第670話 続・告白計画
親善の名目でスパーダを訪れたアヴァロン王ミリアルドと、その息子ネロ第一王子と娘のネル第一王女。
この度、婚約が決まったスパーダの第二王子ウィルハルトと、ネル姫が王城の庭でひとときの間、二人きりで仲を深めている一方――ネロは、幼馴染たるスパーダ第三王女シャルロットと、久しぶりに再会し、旧交を温めていた。
「いぃーやぁーっ! ネロぉおおーっ!!」
「分かった、分かったから、いい加減、大人しくしろ」
台詞だけ聞けばいかがわしい感じもするが、嫌だイヤだと絶叫しているシャルロットは、がっしりとネロに抱き着き決して離そうとしない。年頃の美少女である姫君が涙ながらに抱き着いてくれば、相応にドラマチックなはずなのに、全くそんな雰囲気にならないのは、シャルロットの泣きわめきぶりが、完全に子供の癇癪であるからだろう。
「うううぅ……わたじぃ、ネロとげっごんずるぅ……」
「大丈夫だから、落ち着け」
ネルと違って他人にはドライなネロではあるが、十数年来の幼馴染であるシャルロットを相手に、渋々ながらも辛抱強くなだめ続けた。
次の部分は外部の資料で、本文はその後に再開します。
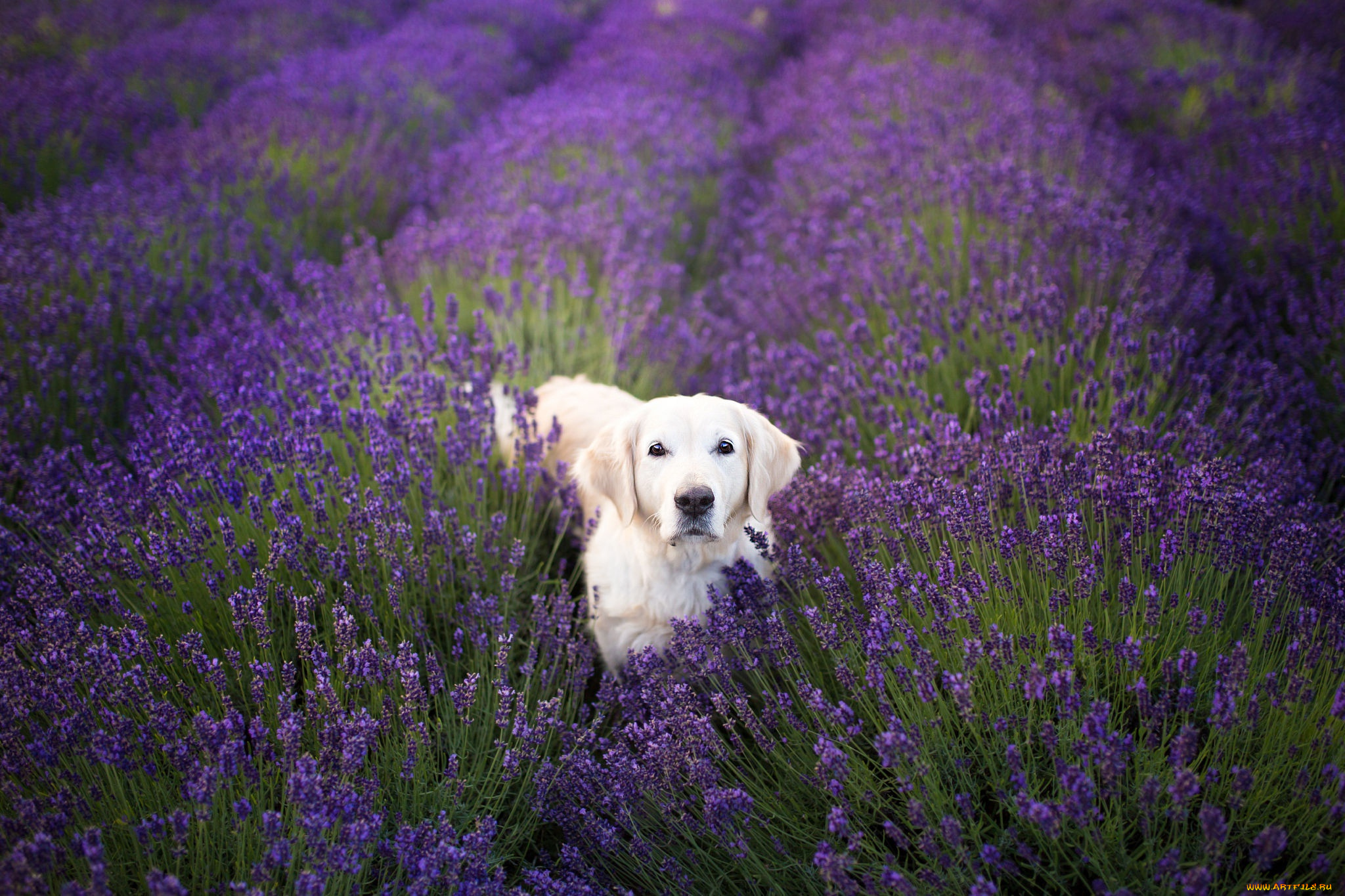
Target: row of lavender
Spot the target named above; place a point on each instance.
(1032, 630)
(88, 86)
(283, 692)
(1053, 554)
(100, 285)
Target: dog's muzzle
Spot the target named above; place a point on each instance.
(694, 505)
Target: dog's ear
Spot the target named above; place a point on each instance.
(607, 468)
(772, 459)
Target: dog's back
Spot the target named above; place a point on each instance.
(579, 406)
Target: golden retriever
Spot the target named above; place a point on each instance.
(673, 484)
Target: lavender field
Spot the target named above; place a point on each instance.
(1052, 291)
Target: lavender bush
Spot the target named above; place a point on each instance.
(1059, 599)
(89, 86)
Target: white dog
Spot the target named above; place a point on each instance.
(674, 482)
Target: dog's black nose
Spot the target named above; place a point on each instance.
(695, 500)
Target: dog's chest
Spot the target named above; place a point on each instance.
(666, 586)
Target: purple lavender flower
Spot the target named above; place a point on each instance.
(1268, 847)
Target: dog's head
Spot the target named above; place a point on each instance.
(692, 468)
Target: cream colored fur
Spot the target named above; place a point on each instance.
(649, 561)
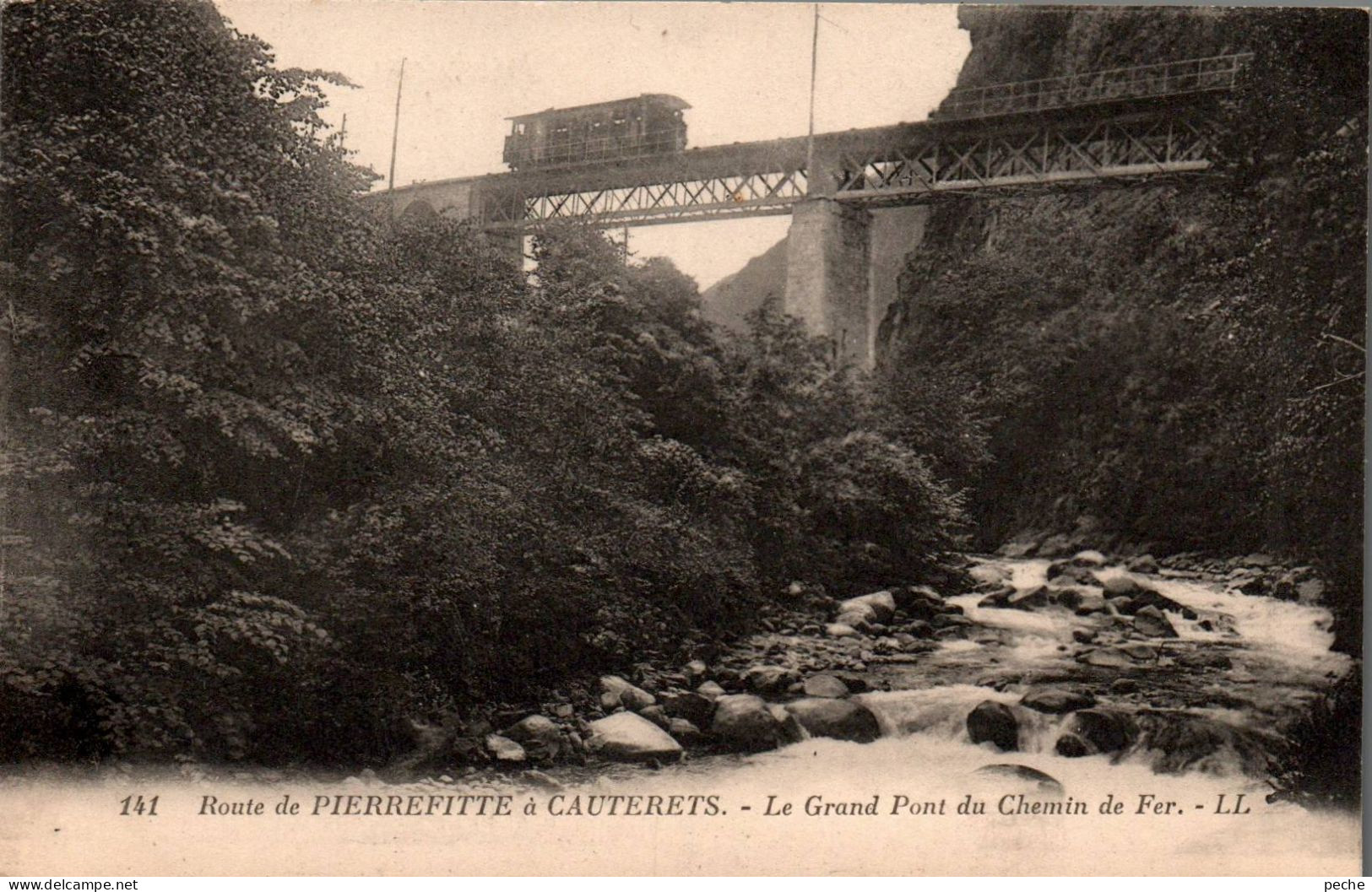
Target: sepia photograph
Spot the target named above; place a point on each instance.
(670, 438)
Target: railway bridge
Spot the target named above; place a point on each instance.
(1114, 127)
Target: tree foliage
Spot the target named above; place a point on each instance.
(1185, 361)
(279, 475)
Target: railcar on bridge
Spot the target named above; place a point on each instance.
(649, 124)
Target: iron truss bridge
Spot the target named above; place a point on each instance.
(1104, 127)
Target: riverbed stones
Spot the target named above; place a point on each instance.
(1106, 657)
(505, 749)
(880, 607)
(1121, 585)
(629, 738)
(626, 695)
(996, 597)
(1102, 730)
(915, 600)
(789, 730)
(1152, 624)
(1029, 598)
(1088, 558)
(987, 576)
(1057, 700)
(744, 721)
(685, 732)
(841, 719)
(770, 681)
(825, 686)
(687, 705)
(994, 722)
(658, 716)
(1143, 565)
(1066, 571)
(540, 736)
(709, 690)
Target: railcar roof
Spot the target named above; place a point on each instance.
(675, 103)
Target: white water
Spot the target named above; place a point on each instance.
(924, 756)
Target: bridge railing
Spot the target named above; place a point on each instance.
(1165, 78)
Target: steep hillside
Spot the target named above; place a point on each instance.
(730, 300)
(1179, 361)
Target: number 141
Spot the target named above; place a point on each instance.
(138, 806)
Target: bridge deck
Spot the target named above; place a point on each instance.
(1123, 122)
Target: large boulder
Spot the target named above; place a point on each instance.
(825, 686)
(1088, 559)
(1121, 585)
(709, 689)
(998, 597)
(1057, 700)
(1066, 571)
(1098, 730)
(789, 730)
(1106, 657)
(770, 681)
(615, 689)
(1152, 624)
(744, 721)
(1029, 598)
(843, 719)
(988, 576)
(627, 738)
(540, 738)
(918, 602)
(505, 749)
(685, 732)
(880, 607)
(994, 722)
(686, 705)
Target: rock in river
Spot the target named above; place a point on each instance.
(1101, 730)
(627, 738)
(691, 705)
(994, 722)
(770, 681)
(825, 686)
(540, 738)
(1057, 700)
(744, 721)
(504, 749)
(629, 696)
(1152, 624)
(843, 719)
(881, 605)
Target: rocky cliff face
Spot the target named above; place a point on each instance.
(1029, 43)
(1180, 361)
(729, 300)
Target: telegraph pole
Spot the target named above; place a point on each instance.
(395, 135)
(810, 138)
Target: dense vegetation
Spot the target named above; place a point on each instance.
(1183, 363)
(279, 475)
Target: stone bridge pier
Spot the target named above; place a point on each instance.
(843, 268)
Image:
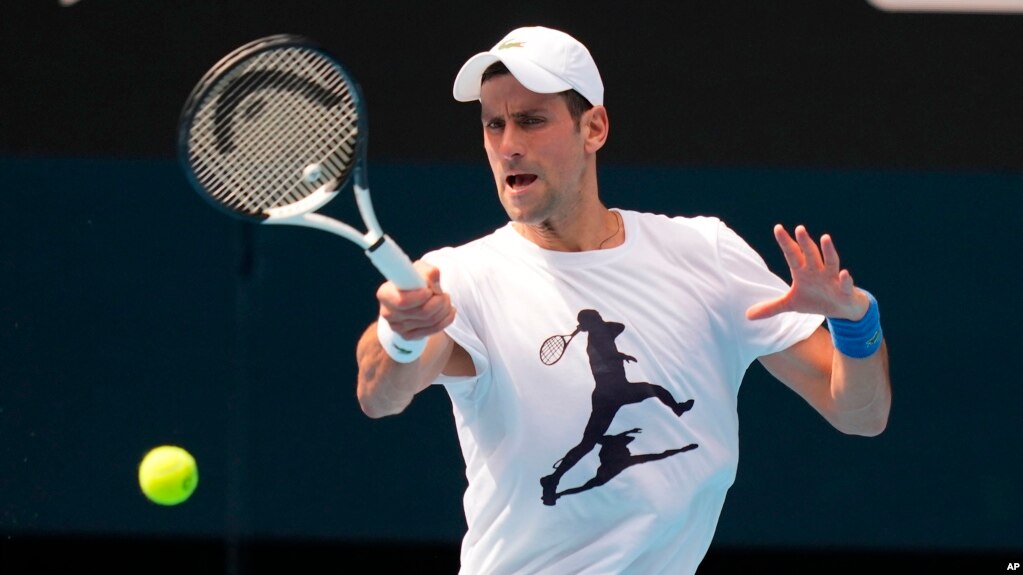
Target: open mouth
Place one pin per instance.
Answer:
(520, 180)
大きなソファに腰掛け、しがみついてくるシャルロットの艶やかな赤髪を撫でること小一時間……泣き叫ぶのにも疲れたのか、ようやく大人しくなってきた。
「いくらなんでも泣き過ぎだろ、お前」
「だ、だってぇ……ネロに会えたの久しぶりだし、それに……」
「ああ、分かってる。泣いて嫌がるのも当然の話だからな」
シャルロットがここまでの大泣き振りをみせるのも、納得いくだけの理由がある。
それが、突如として決まった、冒険者クロノとの婚約だ。
「ねぇ、なんで、どうしてこんなことに!」
「どうして、か……俺も、どこまでが本当のことなのか、分からねぇんだ」
シャルロットとクロノの婚約を後押ししたのは、スパーダのパンドラ神殿だという。
クロノ自身がダイダロスの王子では、という疑念。
スパーダの野心に対する疑惑。
そもそも、クロノとシャルロットの二人が結ばれることを、最も望んでいるのは誰なのか。
「なぁ、お前は何か、聞いていねぇのか?」
「知らないわよ……どんなにお父様に問いただしたって、これが最もスパーダのためになる、としか言わないし」
少なくとも、娘が泣きついたところで、決意を翻すほどレオンハルト王の意思はゆるくないらしい。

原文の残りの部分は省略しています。